0
votes

Please see my process & issue below: step1 -I want to load one mysql table data in a incremental fashion.So first I am using SQOOP to import incremental data using 'INCREMENTAL append check-column last-value' assume this stores into HDFS folder '/sqoopdir1' step 2 - I want to use a pig script to do some data validations like duplicate checking and the result should go to '/user/root/pigdir' step 3 - I want to create a hive external table 'extsample' pointing to pig output directory as "stored as textfile location '/user/root/pigdir'

My issue here is (1)SQOOP will create part-m-00001,part-m-00002 etc in folder /sqoopdir1 in HDFS.But for each incremental process, I just need latest file for PIG process to pick automatically. (2) Another issue issue is, PIG creates part-r-00000 file in /user/root/pigdir. Second time job fails saying file already exists, so I have to rename the file to run the PIG job.

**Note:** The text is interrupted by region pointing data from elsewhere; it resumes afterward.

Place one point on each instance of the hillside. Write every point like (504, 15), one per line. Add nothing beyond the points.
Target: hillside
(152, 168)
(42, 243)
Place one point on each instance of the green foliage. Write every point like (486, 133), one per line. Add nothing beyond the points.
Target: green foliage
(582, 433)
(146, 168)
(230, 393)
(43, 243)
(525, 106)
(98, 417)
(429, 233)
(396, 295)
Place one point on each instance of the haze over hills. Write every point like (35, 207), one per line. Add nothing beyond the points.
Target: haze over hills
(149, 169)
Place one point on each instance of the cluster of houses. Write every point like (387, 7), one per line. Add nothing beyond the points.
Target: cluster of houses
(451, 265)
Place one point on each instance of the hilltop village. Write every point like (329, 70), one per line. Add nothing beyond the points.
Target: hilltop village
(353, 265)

In short I want to have initial loaded data + just inserted/updated records in final hive table.As I am a beginner, could you please help to resolve the issues mentioned or advise a better approach.Thanks!

1

1 Answers

0
votes

1) As per my understanding you are trying to sqoop each incremental data into same folder? But that cant be true, sqoop will also throw an exception folder already exists. Part-m-00 files are output of sqoop so if you think about it all those "part" files are your incremental data generated by single sqoop ingestion.

We need to handle this in the code, like for each sqoop incremental ingestion we need to provide a dynamic output location (append timestamp to folder name)... Same goes with Pig. If you are using shell script to call sqoop and pig passing a dynamic location is very easy.